Cerca de treinta años atrás, en el 1985, una demanda, Flores v Reno, fue traída contra el gobierno por detenciones de niños menores inmigrantes en facilidades seguras y no licenciadas.  Doce años después, en 1997, el gobierno entró en un acuerdo  a escala nacional y acordó no detener de esos niños más.  Esos asuntos están de nuevo en las cortes en la estela de la detención por parte del DHS de niños y sus madres inmigrantes de Centro América  y sus madres, que comenzó en el verano de 2014.

La actual litigación, traída a la Corte Federal de Distrito en Febrero del 2015, alega que el gobierno incumplió el acuerdo del 1997 de Flores al detener niños inmigrantes en la misma clase de facilidades.  Luego de que las partes no pudieron llegar a un acuerdo en Julio, el juez en el caso, Juez Dolly Gee, entró y emitió una orden para mostrar causa, esencialmente un fallo en el cual ella encontró que el gobierno había, de hecho, incumplido el acuerdo de Flores y que no podían retener por más tiempo en esas facilidades. Juez Gee también encontró que los niños inmigrantes detenidos debían de ser liberados y preferiblemente a uno de sus padres, incluyendo al padre con quien hubiera entrado al país, a menos que ese padre posara un riego de viaje o de seguridad.

En su larga respuesta, el gobierno argumentó que las circunstancias habían cambiado desde Abril de 2015 y que ya no tenían una política de detención de fianza. Discutía que ahora tenía un proceso en el cual los niños y sus madres que traspasaran el primer obstáculo de establecer “miedo creíble”, el primer paso para ganar asilo, estaban siendo liberados.  También argumentó que la corte debería revisitar la orden y revalorar un número de los términos. Además, el gobierno aseveró que la detención aseguraba ciertos cuidados médicos y acceso a consejería a los cuales los niños no podrían afrontar si eran liberados. Los demandantes respondieron. Ellos argumentaron que las políticas de detención del gobierno, de hecho, no habían cambiado y que el acceso a consejería y cuidado médico era, de hecho, impedido por encarcelación. Los demandantes también argumentaron que remoción expedita no es requerido por ley y que el gobierno podía emitir una orden de Notificación y al mismo tiempo a comparecer y al mismo tiempo darle liberación condicional a los niños y sus madres en los Estados Unidos mientras ellos se sometían a los procedimientos de remoción en la Corte de Inmigración en una fecha posterior.  Los demandantes enfatizaron que el gobierno de hecho ha liberado condicionalmente a algunos niños y sus madres, por lo menos por un período de tiempo en Julio mientras ellos esperan por sus procedimientos de remoción.

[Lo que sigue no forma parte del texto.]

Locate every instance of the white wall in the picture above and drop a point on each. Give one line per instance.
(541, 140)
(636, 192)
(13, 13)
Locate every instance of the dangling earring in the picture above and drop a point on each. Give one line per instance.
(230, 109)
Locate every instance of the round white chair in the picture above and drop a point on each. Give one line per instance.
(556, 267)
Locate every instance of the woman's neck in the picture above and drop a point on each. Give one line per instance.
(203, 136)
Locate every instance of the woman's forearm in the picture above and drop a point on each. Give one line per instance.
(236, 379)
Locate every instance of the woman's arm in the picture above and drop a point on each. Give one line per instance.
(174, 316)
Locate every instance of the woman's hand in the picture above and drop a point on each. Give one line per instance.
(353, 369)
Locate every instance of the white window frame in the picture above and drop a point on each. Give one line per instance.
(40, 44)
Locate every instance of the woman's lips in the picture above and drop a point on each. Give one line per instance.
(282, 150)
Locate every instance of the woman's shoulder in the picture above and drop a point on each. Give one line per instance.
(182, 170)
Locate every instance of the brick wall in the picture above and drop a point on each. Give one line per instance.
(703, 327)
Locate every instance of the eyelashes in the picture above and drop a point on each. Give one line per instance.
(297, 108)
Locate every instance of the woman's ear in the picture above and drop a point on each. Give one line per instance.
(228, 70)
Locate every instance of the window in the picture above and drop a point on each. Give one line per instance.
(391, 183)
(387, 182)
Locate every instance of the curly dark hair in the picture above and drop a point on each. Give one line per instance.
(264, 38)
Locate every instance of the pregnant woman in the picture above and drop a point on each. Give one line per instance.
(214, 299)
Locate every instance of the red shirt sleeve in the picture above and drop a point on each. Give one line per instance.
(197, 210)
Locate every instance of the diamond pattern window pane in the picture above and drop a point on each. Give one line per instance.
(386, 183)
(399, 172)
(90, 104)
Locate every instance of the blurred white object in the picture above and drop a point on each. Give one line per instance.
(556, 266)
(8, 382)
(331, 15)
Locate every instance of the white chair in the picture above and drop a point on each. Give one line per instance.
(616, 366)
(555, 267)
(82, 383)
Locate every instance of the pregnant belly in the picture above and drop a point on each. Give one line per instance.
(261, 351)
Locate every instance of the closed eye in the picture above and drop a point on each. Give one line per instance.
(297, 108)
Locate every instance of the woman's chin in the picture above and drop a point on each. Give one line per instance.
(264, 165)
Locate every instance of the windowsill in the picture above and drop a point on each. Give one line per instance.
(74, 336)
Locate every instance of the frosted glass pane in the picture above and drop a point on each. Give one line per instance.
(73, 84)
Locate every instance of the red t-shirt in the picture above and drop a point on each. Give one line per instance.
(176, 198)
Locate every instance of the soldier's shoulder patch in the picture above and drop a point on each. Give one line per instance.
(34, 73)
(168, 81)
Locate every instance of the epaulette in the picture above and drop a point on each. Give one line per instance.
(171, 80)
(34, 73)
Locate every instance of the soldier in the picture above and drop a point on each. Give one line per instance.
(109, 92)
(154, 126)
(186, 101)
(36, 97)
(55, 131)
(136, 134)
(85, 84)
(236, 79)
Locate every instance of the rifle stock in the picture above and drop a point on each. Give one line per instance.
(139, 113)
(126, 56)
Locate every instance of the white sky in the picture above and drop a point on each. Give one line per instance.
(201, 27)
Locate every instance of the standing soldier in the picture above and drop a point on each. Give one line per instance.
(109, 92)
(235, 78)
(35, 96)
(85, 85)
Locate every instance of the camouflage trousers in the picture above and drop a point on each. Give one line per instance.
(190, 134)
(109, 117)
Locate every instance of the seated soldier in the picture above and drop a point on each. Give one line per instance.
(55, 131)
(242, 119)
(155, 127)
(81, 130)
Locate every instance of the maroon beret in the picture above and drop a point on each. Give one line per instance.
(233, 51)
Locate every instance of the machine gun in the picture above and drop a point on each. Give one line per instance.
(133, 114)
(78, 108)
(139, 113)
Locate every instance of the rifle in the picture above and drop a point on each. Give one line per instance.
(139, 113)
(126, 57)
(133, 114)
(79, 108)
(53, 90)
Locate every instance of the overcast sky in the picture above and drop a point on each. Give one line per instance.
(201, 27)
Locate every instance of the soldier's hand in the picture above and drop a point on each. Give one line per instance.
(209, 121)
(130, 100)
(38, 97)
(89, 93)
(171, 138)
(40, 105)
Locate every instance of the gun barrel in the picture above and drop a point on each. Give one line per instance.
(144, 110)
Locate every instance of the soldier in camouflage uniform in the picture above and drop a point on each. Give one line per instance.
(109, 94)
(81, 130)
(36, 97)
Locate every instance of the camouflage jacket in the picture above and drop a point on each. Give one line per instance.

El juez prontamente denegó la solicitud del gobierno para argumentación oral y señaló que ella está preparada para pronunciarse sobre el caso.  Se espera una decisión para el 24 de agosto.  Asumiendo que la orden es emitida por los demandantes, el gobierno puede apelar pero no se espera que lo haga.  En su lugar, se cree que el gobierno pueda responder a presión de los defensores y miembros del Congreso quienes han llamado a la terminación de la detención de familias y cumplirán con la orden del juez en el caso. Sigan sintonizados.